Arduino Spectrum Analyser 24bit 256KS/s

I’ve been considering ideas to speed the performance by reducing the calculations required.

Marks point of a flattop window is easily implementable using a window lookuptable. The cost is an extra fetch and multiplication. However given the width of the function being applied is a small number of samples, this substantially reduces the required processing per sample.
In the Astro processing I used the same mechanism to limit the computation required to prevent image boarder issues causing correlation errors.

I’ll code up a simple implementation on the CPU real-time. It should have a marked impact on performance.

Additonally I want to see the performance impact of splitting FFT via frequency range ‘slices’ so each process has a smaller lookup table thus see how large four slices can be to benefit from the CPU’s 2MB L2 cache.

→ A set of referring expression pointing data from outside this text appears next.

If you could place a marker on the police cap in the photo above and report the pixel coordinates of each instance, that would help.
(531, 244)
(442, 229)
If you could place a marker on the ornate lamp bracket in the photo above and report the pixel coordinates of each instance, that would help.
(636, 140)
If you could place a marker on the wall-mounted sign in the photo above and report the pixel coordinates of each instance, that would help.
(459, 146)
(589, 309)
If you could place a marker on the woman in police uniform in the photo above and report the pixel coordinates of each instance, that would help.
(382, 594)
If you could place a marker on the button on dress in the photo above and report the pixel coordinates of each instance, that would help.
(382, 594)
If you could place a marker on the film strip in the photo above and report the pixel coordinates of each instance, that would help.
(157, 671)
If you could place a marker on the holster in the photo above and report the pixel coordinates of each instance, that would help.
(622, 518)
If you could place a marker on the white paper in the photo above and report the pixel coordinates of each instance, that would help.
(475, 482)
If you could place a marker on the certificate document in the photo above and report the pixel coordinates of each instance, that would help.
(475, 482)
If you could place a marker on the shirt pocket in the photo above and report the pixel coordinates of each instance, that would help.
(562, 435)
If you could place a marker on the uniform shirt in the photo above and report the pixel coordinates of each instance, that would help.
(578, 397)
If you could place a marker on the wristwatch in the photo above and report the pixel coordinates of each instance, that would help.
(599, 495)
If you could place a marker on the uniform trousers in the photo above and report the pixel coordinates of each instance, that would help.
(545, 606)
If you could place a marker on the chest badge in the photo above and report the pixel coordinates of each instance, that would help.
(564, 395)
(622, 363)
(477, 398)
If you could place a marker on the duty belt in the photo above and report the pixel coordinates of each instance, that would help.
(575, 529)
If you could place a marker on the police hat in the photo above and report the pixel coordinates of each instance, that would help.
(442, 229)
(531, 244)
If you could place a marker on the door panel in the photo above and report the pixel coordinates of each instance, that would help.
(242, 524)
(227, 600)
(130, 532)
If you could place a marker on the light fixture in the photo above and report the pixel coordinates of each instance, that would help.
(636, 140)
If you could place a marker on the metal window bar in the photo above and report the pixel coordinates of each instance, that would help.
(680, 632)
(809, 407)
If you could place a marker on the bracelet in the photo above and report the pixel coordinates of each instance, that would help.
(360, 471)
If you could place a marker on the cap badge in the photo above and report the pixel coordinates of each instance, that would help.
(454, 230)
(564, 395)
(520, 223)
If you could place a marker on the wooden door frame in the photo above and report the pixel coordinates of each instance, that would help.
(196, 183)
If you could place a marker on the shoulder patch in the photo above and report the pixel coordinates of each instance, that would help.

I also have a look at what is available for PC components and cost. A 12 physical core i7 (ie 20+ with HT) with 25MB cache ~£500. You can get GPUs with 24GB onboard ~£2500 :eek:. With that kind of horse power it I suspect GPU audio full spectrum processing to be easily available in the 2-5K bracket in volume.
 
So with a flat top window of 72 samples wide loaded from a table and multiplied in, from my understanding there's no reason to multiply beyond the transition to zero in the window. Therefore you end up with a 72 point FFT impact across a 1Mpt fft. The i7 CPU is operating at 2.6M/second realtime per process or 2.8M/second for four parallel processes. The RP4 CPU 283,399/sec and 577K/sec for four parallel processes.

I'll need to setup so that the results are verified against FFTW in single float mode.
 
I've been looking at this: http://www.ee.ic.ac.uk/pcheung/teaching/de2_ee/Lecture 5 - DFT & Windowing (x2).pdf

Normally I've scaled the window with respect to the value - thus you get a varying width of application.

The link above seems to suggest that it would be possible to make a 0dB window width at a particular frequency range, then apply that to reduce the processing.

If 1 Hz is 1M samples and therefore the width of the ring buffer - ie the width of the window then we don't get any saving but instead we need process more (ie the main lobe on a flattop being 4*PI )or more depending on the window) or two cycles thus two seconds of buffer are required per sample with a window.
 
I think the real-time processing option may need to limit to 10Hz at the lowest point to keep within (a) a small 1MB ring buffer and (b) keep processing time to a realist if value. The lower the frequency the more samples (given we have a constant 1M per sec) we need to process which equals more processing time. Thus the FFT slicing frequency range for each process isn’t linear but depends on the processing time for that those frequencies.

Offline processing the same applies although given we have processing time we can 10x upscale the buffer to 10MB and process down the 1Hz with the penalty that given 18 FFT/sec we’re waiting 1sec to display.

Busy day today but I’ll try to read more.
 
So a bit of pen an paper this morning over coffee whilst the bread is cooking. What I'm attempting todo is identify if there is a way to reduce (a) the number of samples processed, (b) the processing per sample. This reduces bus utilisation and thus improves performance.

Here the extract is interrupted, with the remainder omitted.